FutureWire - futurism and emerging technology

Thursday, February 17, 2005

The Age of Creativity

Hugh MacLeod argues that we are entering a new age of creativity, demanding more from both ourselves and our work:

We are turning off the TV. We are using the internet, reading books, attending museums, buying paint, taking night classes and purchasing art in unprecedented numbers. We suddenly feel alive and excited about life in a way that would have seemed crazy a generation ago.

We are learning to sing.

We are starting to write in record number. We have discovered blogs. 40,000 of us start new ones every day. Will it make money? Who cares? This isn't about money; this is about getting our thoughts together.

Our thoughts are coming together because we are no longer asleep. We're not even sleepy.

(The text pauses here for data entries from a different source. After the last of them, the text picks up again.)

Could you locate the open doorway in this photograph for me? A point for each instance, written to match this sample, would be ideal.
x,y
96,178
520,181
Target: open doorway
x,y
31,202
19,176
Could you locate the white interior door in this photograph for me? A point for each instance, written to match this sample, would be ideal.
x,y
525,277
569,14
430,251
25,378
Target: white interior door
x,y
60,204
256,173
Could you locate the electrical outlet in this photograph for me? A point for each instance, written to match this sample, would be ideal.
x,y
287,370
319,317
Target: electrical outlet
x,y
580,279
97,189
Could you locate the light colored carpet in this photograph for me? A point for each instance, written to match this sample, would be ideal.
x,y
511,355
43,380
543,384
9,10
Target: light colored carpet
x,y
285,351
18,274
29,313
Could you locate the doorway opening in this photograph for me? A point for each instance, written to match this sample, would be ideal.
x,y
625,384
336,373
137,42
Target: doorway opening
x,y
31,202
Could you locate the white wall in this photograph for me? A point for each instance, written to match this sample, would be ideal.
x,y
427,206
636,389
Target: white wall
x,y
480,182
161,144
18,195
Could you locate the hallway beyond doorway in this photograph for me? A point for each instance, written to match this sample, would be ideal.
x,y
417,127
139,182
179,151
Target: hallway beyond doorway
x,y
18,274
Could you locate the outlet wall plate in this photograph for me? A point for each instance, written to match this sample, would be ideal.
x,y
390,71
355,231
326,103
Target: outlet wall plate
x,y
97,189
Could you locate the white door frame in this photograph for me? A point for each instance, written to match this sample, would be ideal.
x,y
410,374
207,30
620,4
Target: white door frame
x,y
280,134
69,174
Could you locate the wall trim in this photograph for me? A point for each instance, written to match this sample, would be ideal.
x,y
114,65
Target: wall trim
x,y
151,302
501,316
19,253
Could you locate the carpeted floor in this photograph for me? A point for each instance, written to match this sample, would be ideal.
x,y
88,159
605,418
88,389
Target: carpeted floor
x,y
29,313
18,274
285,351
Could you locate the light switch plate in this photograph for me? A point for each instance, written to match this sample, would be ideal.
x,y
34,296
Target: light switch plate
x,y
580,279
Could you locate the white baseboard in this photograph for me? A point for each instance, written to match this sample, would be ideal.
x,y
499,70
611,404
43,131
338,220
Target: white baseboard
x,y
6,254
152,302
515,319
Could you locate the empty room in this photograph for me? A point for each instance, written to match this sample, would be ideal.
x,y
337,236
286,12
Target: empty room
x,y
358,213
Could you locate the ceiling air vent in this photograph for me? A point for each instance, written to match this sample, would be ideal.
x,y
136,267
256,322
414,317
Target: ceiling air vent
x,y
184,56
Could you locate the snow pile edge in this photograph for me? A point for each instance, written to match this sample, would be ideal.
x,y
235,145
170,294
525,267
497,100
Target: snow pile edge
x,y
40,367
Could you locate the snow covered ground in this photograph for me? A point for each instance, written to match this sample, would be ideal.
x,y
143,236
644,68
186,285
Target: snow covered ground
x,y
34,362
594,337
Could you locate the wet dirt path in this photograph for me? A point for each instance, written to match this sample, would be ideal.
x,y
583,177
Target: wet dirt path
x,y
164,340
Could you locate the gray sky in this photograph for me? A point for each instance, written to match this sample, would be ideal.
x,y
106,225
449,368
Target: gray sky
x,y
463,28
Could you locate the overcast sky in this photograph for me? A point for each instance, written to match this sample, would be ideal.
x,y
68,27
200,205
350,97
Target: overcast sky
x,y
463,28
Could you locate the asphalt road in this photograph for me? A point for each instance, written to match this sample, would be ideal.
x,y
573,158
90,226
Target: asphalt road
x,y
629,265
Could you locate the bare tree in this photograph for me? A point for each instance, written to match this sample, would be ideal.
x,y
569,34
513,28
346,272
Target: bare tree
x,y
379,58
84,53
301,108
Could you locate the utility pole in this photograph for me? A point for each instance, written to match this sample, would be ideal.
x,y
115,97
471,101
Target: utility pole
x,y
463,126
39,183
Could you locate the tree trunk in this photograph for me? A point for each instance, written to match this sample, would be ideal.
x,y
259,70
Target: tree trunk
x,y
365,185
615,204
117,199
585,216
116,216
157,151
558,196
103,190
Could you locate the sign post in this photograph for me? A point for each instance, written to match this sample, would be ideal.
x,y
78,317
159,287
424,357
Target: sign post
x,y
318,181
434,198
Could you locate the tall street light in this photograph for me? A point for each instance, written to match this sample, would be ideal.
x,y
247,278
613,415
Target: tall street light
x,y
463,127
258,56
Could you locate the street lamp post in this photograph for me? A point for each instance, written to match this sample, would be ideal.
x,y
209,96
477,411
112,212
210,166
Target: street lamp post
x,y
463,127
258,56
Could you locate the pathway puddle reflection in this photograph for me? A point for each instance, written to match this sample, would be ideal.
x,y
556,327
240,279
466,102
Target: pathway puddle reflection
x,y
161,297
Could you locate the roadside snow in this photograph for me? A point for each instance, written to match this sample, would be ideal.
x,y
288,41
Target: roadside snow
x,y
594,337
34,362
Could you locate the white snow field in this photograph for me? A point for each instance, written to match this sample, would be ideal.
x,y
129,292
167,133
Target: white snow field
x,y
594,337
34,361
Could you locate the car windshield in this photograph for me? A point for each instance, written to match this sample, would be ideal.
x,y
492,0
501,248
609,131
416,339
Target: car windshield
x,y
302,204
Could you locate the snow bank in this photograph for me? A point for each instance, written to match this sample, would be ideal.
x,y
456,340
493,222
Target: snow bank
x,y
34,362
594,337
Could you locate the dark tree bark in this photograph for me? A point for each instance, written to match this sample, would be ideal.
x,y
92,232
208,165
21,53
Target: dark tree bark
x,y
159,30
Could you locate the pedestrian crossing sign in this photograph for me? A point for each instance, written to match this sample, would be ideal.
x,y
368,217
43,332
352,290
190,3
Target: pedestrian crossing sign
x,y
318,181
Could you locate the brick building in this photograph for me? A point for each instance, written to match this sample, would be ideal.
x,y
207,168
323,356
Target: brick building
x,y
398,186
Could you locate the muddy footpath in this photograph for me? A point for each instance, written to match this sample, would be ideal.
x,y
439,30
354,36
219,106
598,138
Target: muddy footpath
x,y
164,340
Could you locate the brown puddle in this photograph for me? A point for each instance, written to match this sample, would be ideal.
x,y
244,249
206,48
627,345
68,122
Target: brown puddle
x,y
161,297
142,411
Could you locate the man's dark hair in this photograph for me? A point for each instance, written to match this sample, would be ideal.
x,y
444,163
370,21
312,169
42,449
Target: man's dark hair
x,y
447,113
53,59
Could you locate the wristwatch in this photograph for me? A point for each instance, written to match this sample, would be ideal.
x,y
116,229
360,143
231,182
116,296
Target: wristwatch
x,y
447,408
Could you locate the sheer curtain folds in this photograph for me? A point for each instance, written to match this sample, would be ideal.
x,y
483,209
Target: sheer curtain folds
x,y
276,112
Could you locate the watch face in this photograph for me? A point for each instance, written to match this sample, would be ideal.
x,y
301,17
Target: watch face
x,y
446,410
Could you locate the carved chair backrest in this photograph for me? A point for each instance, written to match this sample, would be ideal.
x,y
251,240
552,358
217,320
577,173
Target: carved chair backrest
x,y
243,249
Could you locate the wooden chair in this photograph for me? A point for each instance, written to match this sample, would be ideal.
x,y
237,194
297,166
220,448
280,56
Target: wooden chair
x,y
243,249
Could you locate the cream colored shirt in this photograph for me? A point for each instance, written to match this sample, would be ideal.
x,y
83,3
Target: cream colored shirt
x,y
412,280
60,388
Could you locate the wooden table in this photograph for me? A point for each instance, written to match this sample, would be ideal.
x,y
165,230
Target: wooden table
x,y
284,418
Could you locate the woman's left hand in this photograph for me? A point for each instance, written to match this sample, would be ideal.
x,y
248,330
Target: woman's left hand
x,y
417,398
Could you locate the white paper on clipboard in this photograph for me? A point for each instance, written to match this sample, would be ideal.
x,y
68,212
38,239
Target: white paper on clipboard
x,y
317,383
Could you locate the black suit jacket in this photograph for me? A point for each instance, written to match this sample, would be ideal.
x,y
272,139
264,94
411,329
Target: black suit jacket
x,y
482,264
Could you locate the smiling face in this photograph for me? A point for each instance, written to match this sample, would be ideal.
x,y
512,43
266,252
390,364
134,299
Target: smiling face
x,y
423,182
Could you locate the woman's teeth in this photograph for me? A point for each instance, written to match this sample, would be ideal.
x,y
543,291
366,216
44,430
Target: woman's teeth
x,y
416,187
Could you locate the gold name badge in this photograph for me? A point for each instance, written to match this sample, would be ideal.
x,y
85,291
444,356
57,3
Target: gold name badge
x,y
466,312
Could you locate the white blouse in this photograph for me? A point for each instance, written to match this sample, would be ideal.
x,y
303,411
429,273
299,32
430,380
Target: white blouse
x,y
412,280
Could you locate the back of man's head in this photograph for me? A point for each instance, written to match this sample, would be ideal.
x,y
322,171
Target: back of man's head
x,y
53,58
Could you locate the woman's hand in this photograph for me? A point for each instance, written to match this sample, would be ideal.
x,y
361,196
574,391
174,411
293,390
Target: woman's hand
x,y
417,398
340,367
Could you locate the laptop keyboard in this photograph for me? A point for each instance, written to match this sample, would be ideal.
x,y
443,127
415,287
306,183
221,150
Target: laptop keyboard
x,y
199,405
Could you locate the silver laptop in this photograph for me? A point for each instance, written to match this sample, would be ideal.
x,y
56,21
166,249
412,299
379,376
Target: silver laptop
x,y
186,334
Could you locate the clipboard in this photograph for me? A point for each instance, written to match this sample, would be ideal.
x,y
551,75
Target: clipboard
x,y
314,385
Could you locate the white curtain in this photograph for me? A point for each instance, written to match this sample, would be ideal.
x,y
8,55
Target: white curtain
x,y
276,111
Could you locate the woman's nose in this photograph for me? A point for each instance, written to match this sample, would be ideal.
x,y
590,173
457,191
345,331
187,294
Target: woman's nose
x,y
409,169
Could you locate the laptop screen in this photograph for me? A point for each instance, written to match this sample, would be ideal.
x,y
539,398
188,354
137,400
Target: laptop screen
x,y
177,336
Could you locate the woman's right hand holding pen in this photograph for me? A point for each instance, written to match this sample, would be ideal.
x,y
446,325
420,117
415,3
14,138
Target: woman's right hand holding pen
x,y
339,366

I've thought about this as well, and it does seem we're indeed becoming more creative... mainly because it's easier than ever to be creative and share our creations with others. Creative people have all kinds of cheap, easy-to-use tools to express themselves. Writers have blogs. Want to publish that novel of yours? Just convert it to a PDF and upload it to your website. Want to be a radio commentator? Start a podcast. Give that business idea of yours a shot online; it might just be the next eBay! The musically inclined can buy sound processing and editing software at Wal-Mart, produce their own music, share their professional grade MP3s and e-mail them to P. Diddy. The same goes for budding photographers and filmmakers. As well as creative types who have no precedent, such as electronic game creators.

All this, of course, has its dark side; the thugs in Iraq who upload video of themselves murdering their victims probably think they're pretty "creative" too. But hopefully, the good will outweigh the bad, and we'll continually think up new tools to help express ourselves.